Learn how a production-scale e-commerce backend is structured by following Chinese tutorials alongside live Java code
Study how SpringBoot, MyBatis, Redis, and Elasticsearch are combined in a real project
Follow the deployment track to package a Java app in Docker and automate releases with Jenkins
Understand how product catalogs, orders, and promotions are modeled in a MySQL database
Requires running MySQL, Redis, Elasticsearch, MongoDB, and RabbitMQ locally, tutorials and README are written in Chinese.

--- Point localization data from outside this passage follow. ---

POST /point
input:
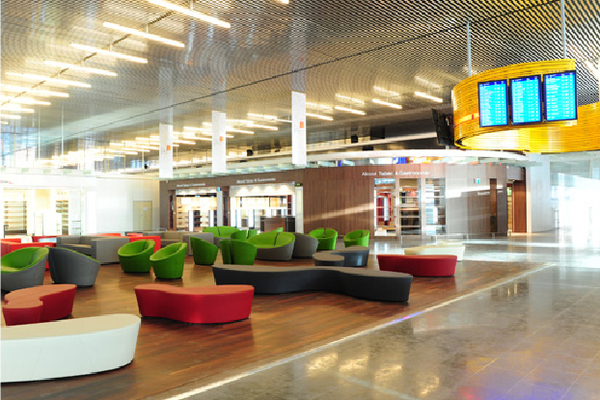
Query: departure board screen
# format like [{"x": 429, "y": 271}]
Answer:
[
  {"x": 560, "y": 96},
  {"x": 493, "y": 103},
  {"x": 526, "y": 99}
]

This repository is a companion learning guide for the "mall" project, a full-featured e-commerce system built in Java. The mall project itself has over 60,000 stars on GitHub and serves as a reference implementation for building online shopping platforms. This learning repo collects structured tutorials, articles, and sample code that explain how mall works from the inside out. The tutorials are organized into several tracks. The architecture track walks through how the system is assembled piece by piece, covering the web framework, database access layer, caching, authentication, scheduled tasks, search, file storage, and message queuing. The business track explains the actual shopping features: how user accounts and permissions are stored, how product catalogs and variants are designed in the database, how orders flow through the system, and how promotions and marketing modules work. The deployment track covers packaging the application, running it in containers, and automating releases with a continuous integration tool called Jenkins. The technology stack includes SpringBoot as the main web framework, MyBatis for database queries, MySQL as the primary database, Redis for caching, Elasticsearch for product search, MongoDB for document storage, RabbitMQ for message queuing, and Docker for containerization. Each of these is covered with standalone tutorials written in Chinese, intended for developers who want to understand not just that these tools are used but why and how. The target reader is a Java developer studying how production-scale e-commerce systems are architected and built. The tutorials pair source code with written explanations, so a reader can follow along with a working codebase rather than just reading abstract concepts. The accompanying website at macrozheng.com hosts the full article series and video lessons. The README is written entirely in Chinese, so readers who do not read Chinese will need a translation tool to navigate the article index, though the linked sample code is readable in any language.